From the top of the gorge on the north side, Cornell University Police Officer Beverly Hughes tossed down a chemical suit and McKenna covered Nguyen with it to keep him warm.
“I covered him up with it the best I could,” he said.
He monitored Nguyen’s vital signs during the wait, McKenna said. Though Nguyen was unresponsive to stimuli and his eyes were rolled back in his head, he was breathing slowly and had a strong pulse, he added.
“I was concerned about losing the victim,” McKenna said. “He wasn’t in good shape, and it looked like he was getting worse. There was an obvious level of urgency to get him out of there.”
Ithaca Firefighter Jim Crowley climbed down the north side of the gorge at about 4:25 a.m., according to the reports. He and McKenna moved Nguyen onto dry blankets, covered him with other blankets and stabilized his head. Another firefighter arrived and they began to prepare to lift Nguyen from the gorge.
“It wasn’t until Crowley came down that (Nguyen) began to come around,” McKenna said.
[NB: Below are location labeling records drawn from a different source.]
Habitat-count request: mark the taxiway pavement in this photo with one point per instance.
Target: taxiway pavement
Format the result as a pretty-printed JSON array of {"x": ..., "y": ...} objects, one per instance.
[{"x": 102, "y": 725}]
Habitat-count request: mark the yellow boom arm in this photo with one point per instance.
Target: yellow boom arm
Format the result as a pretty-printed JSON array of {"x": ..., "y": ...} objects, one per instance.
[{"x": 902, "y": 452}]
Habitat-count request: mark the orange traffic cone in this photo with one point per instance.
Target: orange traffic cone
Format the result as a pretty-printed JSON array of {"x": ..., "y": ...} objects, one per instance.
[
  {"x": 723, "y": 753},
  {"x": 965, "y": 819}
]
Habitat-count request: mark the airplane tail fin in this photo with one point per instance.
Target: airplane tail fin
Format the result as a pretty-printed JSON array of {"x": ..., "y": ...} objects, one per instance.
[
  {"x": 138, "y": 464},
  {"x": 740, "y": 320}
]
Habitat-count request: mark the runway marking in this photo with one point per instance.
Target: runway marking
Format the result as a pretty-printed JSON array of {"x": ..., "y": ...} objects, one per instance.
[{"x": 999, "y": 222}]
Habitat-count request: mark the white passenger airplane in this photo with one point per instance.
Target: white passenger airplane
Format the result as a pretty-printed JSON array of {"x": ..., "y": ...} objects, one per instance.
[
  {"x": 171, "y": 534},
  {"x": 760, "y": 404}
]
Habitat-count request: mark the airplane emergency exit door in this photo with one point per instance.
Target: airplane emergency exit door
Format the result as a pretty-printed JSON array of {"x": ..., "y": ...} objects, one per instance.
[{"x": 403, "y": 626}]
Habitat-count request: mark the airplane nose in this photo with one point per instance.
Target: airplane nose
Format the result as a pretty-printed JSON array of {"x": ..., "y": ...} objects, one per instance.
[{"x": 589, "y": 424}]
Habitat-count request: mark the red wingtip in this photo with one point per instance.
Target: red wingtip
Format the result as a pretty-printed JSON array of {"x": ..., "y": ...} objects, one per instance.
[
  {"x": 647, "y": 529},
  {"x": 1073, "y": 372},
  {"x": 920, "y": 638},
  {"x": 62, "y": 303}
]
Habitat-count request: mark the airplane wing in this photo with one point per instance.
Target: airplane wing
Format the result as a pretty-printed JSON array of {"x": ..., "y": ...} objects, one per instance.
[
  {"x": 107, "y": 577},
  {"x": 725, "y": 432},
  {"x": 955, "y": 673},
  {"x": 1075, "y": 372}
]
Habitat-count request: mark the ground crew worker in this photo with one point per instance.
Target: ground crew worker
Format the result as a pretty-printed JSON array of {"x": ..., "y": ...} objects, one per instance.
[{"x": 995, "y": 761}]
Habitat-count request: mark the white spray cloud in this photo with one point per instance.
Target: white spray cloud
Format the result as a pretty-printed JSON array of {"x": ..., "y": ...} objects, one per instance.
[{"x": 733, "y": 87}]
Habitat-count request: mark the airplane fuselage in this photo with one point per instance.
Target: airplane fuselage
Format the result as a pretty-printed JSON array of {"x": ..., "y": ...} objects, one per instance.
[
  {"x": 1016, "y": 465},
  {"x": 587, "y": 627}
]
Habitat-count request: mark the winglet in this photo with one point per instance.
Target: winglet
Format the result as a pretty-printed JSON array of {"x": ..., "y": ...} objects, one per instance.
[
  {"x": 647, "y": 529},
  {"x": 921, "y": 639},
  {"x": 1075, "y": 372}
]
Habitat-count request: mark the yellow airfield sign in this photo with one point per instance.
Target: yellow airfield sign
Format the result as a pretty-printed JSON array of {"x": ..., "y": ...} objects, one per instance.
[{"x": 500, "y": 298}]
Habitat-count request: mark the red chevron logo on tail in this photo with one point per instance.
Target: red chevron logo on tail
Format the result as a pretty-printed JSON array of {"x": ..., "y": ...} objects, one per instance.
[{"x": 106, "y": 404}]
When firefighters asked him if he wanted help getting out of the gorge, McKenna said he refused.
“I decided to stay there and make sure (Nguyen) got out, and help in any way possible,” he said.
He also stayed to help Crowley on the narrow bank and ice shelf, which had become so unstable by this time that Crowley was standing in the water for the majority of the time, he said.
Ithaca firefighters, Ithaca police and Bangs ambulance personnel all took part in lifting Nguyen from the gorge safely at 5:18 a.m., fire officials said.
The patient safely away, McKenna walked 20 feet downstream, found an easy grade, and climbed out of the gorge on his own two numb feet. After receiving treatment from ambulance personnel, McKenna went home, changed and tried to thaw out.
“I couldn’t feel my feet,” he said. “It took a while to get warmed back up.”
Nguyen was airlifted to Arnot-Ogden Medical Center in serious condition, has since been treated and released.
“I’m glad he’s ok,” McKenna said. “It would’ve weighed heavily on me personally had I stayed at the top of the gorge and done nothing.”